Introduction

This is a touchscreen friendly version of the Simon task.

The Simon task and the Simon effect are named after J. R. Simon. Together with his colleague, he first described this effect in 1963. In essence, it shows that people respond faster and more accurately if there is a match between stimulus and response features (e.g., location, when for example stimulus and response are both located on the left side of one’s body).

The effect is also known as a stimulus-response compatibility effect. There are many variants of the stimulus-response compatibility available. Like the Stroop effect, it is easy to notice consciously how difficult a mismatch between a stimulus and response can be.

About this implementation

This runs well on mobile phones too, in particular Android phones. It was originally developed for a Samsung J5, which has a 1280x720 screen resolution. Because in fully screen, it is always scaled so that the resolution is actually 640x360, that is what you have in the options line of the code as well.

Run the demo

In this task, you always see two circles, one colored and one white. The colored one is red or green. If it is red, you need to touch/click the left circle. If it is green, you need to touch/click the right circle.

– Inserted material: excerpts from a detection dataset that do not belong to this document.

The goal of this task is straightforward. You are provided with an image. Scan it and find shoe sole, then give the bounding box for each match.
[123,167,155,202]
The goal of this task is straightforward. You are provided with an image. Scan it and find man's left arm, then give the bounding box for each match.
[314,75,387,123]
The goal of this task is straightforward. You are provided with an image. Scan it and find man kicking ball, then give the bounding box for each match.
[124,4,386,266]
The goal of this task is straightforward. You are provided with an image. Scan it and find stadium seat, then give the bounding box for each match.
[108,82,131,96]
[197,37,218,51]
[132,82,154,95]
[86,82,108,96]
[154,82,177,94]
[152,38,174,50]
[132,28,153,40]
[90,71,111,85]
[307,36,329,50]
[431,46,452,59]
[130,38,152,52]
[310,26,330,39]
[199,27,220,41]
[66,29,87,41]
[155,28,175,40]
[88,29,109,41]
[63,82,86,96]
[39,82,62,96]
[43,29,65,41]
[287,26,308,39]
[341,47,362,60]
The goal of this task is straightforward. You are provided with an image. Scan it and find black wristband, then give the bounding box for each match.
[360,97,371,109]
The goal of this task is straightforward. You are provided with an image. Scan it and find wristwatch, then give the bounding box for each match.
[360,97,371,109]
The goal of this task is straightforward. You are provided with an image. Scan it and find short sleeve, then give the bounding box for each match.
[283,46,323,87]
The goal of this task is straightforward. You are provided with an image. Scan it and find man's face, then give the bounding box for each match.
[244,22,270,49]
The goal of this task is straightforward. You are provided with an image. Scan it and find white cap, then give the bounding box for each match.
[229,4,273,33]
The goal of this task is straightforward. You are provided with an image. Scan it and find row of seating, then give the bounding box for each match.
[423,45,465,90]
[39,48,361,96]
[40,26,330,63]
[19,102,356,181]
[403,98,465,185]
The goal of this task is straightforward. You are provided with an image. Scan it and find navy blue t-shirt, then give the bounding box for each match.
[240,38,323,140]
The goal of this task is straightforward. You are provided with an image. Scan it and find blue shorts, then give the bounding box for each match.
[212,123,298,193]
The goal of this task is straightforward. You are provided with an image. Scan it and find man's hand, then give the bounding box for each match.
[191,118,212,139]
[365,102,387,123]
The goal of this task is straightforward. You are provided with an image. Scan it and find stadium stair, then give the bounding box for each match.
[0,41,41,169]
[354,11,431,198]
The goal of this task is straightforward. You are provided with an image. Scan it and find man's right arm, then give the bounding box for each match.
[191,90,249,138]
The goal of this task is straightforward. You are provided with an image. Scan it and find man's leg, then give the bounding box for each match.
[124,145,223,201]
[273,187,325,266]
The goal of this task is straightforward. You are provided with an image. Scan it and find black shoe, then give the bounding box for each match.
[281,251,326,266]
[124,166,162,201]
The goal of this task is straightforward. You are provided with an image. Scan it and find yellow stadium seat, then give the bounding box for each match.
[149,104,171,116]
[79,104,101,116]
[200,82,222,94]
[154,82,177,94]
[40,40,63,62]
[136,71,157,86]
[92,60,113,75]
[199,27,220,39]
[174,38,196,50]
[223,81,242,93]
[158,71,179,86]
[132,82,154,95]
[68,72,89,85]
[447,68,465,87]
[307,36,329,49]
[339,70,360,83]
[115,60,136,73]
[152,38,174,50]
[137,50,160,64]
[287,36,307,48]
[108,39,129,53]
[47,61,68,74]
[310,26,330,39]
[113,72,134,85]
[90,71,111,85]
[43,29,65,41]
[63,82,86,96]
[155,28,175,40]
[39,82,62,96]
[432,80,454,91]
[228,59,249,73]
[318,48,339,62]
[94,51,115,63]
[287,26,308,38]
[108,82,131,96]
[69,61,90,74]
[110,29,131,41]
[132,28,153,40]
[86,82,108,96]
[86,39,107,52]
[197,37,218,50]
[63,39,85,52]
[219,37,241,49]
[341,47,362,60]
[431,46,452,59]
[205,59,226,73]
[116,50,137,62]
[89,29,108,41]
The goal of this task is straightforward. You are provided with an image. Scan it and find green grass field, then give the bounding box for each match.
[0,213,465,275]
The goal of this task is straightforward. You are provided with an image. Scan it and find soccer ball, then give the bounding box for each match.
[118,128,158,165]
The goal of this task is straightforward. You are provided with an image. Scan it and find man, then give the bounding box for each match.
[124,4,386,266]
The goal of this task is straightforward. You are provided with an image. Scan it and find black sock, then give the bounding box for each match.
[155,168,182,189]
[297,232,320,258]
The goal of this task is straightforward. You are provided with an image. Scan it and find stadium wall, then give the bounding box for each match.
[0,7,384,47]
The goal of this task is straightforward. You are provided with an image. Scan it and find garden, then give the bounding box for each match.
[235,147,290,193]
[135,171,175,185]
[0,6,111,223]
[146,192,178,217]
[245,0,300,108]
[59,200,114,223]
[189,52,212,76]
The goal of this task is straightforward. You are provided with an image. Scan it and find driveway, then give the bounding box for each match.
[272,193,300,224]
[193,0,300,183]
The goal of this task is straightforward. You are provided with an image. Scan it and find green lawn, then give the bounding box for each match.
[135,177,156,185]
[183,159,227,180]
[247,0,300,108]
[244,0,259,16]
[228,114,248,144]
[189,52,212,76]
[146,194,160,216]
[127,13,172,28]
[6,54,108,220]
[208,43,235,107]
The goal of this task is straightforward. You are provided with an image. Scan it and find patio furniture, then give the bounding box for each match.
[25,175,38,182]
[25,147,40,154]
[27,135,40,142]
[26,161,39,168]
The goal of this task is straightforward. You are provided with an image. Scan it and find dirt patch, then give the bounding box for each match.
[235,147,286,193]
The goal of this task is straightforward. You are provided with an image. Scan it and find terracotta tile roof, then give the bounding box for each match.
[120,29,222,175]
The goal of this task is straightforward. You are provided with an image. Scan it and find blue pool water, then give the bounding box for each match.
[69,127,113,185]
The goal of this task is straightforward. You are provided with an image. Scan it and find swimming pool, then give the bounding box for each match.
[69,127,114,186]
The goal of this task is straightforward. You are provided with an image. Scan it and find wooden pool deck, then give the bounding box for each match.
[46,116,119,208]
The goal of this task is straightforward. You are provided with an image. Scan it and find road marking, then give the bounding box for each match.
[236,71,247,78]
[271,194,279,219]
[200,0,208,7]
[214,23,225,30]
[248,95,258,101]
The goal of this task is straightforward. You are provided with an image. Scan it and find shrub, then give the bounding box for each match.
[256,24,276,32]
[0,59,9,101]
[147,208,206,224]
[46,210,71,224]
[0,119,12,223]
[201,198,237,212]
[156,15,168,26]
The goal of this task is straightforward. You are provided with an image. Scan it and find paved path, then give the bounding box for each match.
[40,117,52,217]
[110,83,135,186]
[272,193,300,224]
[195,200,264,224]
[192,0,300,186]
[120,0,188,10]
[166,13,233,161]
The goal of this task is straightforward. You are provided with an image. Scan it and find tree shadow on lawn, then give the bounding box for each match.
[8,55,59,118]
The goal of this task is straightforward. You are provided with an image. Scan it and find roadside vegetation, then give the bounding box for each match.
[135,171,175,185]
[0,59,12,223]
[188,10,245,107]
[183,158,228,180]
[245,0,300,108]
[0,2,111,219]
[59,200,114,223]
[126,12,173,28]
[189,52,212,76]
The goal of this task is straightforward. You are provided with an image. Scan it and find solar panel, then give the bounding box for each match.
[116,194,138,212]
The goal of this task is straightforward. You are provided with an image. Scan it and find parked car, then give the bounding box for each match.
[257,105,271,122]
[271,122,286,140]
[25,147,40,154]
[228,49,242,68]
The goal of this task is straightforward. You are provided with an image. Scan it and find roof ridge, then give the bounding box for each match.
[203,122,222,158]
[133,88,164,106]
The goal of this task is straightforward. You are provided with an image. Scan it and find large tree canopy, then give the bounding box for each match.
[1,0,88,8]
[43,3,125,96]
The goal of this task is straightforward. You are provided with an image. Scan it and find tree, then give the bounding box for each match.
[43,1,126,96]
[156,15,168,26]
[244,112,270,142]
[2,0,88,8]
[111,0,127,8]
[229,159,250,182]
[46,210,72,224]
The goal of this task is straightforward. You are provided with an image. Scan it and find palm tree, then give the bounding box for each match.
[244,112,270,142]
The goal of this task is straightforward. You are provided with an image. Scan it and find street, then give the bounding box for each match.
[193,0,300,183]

The demo takes less than 2 minutes to complete.

Data output file

In PsyToolkit, the data output file is simply a textfile. The save line of the PsyToolkit experiment script determines what is being saved in the data output file. Typically, for each experimental trial, you would have exactly one line in your text file, and each number/word on that line gives you the information you need for your data analysis, such as the condition, response speed, and whether an error was made.

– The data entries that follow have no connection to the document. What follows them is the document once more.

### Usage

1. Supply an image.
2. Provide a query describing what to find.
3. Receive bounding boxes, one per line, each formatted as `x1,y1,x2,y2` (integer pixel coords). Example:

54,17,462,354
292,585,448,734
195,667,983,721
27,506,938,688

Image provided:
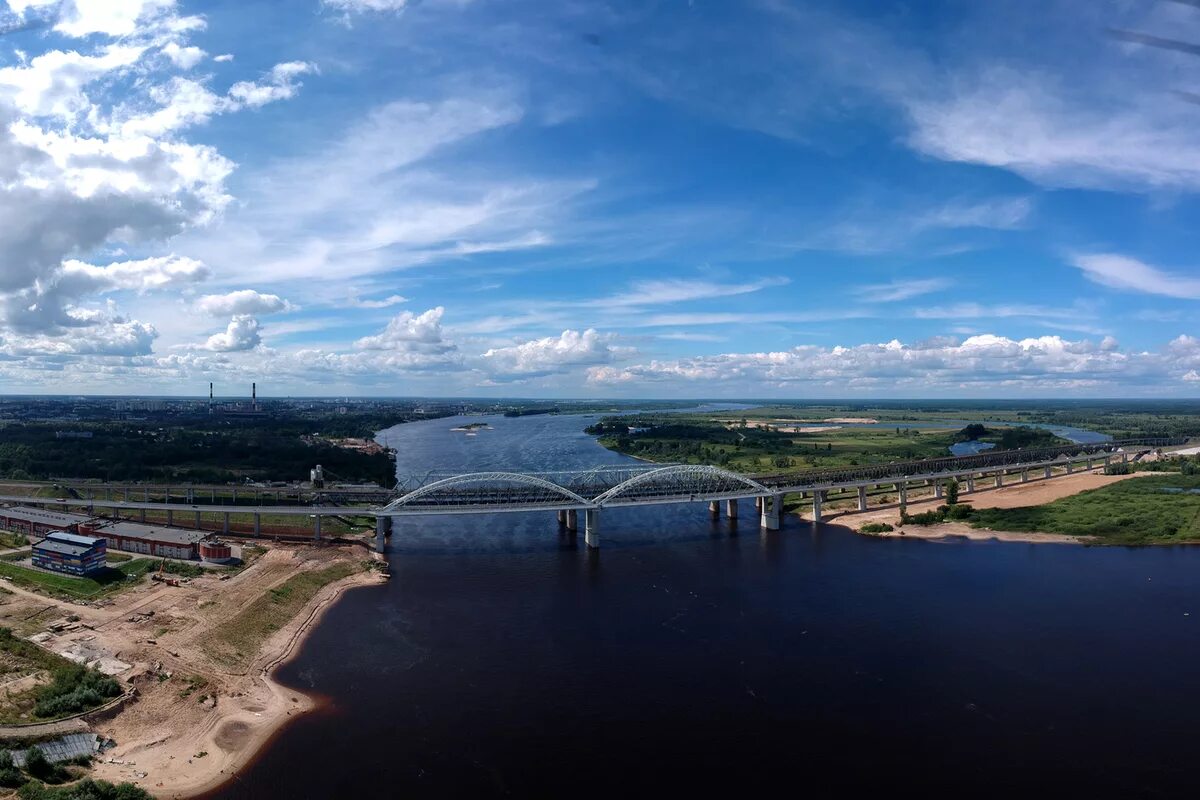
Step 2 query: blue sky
0,0,1200,398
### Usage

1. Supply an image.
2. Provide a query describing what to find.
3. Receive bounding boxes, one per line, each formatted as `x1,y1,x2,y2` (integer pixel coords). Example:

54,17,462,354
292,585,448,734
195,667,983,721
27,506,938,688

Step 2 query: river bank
78,548,384,798
816,473,1146,545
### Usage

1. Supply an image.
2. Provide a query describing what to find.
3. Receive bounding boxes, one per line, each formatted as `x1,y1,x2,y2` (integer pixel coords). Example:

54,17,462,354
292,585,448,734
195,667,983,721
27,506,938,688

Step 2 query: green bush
17,778,154,800
34,664,121,718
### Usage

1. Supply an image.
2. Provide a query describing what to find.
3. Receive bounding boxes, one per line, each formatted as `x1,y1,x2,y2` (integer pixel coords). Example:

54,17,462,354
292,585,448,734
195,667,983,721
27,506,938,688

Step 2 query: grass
202,561,365,667
0,627,121,723
0,559,155,599
972,475,1200,545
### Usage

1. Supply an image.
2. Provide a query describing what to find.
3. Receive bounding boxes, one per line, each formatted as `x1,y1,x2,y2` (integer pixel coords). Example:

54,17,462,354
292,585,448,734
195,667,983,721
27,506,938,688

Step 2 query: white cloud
229,61,316,108
589,333,1200,392
196,289,299,317
482,329,634,380
162,42,205,70
347,294,408,308
853,278,950,302
204,314,263,353
1072,253,1200,300
354,306,454,353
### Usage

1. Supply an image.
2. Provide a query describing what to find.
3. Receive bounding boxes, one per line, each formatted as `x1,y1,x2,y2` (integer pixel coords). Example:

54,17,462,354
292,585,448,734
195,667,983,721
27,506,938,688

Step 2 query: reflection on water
214,416,1200,799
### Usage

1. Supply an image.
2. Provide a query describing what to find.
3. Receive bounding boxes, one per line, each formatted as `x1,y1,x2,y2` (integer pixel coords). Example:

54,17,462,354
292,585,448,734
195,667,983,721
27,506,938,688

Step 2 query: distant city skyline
0,0,1200,399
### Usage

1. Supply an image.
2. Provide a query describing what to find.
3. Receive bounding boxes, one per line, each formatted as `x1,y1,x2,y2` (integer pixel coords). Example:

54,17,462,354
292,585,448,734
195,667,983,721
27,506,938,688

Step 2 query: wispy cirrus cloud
1070,253,1200,300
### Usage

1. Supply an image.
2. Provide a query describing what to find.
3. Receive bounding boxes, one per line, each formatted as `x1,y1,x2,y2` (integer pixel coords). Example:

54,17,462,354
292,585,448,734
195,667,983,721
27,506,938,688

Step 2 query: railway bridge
0,438,1187,552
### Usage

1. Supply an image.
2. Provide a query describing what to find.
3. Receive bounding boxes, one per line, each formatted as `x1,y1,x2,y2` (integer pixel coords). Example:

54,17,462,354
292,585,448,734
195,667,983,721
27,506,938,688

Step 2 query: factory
0,506,233,563
0,506,91,536
32,530,107,575
79,518,211,560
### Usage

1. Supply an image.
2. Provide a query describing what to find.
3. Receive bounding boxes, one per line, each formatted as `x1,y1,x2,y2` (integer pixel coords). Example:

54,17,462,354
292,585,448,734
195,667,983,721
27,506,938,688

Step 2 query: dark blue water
215,416,1200,799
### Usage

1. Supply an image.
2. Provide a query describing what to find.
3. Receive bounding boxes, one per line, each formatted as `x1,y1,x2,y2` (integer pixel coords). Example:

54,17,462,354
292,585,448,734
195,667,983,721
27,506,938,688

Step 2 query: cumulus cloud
482,327,634,380
204,314,263,353
196,289,299,317
0,0,307,367
589,333,1200,391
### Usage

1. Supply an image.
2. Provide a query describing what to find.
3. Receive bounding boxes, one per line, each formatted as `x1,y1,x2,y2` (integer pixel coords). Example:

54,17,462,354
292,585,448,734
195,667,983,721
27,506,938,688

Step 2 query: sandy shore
802,473,1146,545
72,549,383,798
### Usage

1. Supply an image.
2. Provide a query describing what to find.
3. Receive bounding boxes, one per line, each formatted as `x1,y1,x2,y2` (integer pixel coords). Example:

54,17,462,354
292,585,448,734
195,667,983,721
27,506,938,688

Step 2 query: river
212,416,1200,800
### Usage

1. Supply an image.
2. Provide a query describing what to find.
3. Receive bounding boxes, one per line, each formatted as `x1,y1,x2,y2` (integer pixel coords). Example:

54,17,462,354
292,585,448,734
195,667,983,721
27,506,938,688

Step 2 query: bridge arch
594,464,773,506
380,473,593,512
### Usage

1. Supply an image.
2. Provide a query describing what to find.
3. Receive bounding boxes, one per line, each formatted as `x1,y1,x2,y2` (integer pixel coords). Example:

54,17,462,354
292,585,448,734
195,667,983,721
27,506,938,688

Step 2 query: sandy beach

Meaning of the columns in the output datafile. You need this information only if you use this experiment for your research project.

Colum Meaning

1

Name of block

2

Congruent or incongruent (as a word)

3

Color (red or green)

4

Congruent or incongruent (as a number, 1=congruent or 2=incongruent)

5

Table row chosen

5

Status (1=correct, 2=wrong, 3=timeout)

6

Response Time (ms)

7

X-position of where stimulus was clicked/touched

8

Y-position of where stimulus was clicked/touched

Download

If you have a PsyToolkit account, you can upload the zipfile directly to your PsyToolkit account. Watch a video on how to do that. If you want to upload the zipfile into your PsyToolkit account, make sure the file is not automatically uncompressed (some browsers, especially Mac Safari, by default uncompress zip files). Read here how to easily deal with this.

Further reading

Simon, J.R. and Wolf, J.D. (1963). Choice reaction times as a function of angular stimulus-response correspondence and age. Ergonomics, 6, 99-105.

Hommel, B. (1993). Inverting the Simon effect by intention: Determinants of direction and extent of effects of irrelevant spatial information. Psychological Research, 55, 270-279.

Prinz, W. & Hommel, B. (2002). Common mechanisms in perception and action: Attention and Performance, Vol. XIX. Oxford: Oxford University Press.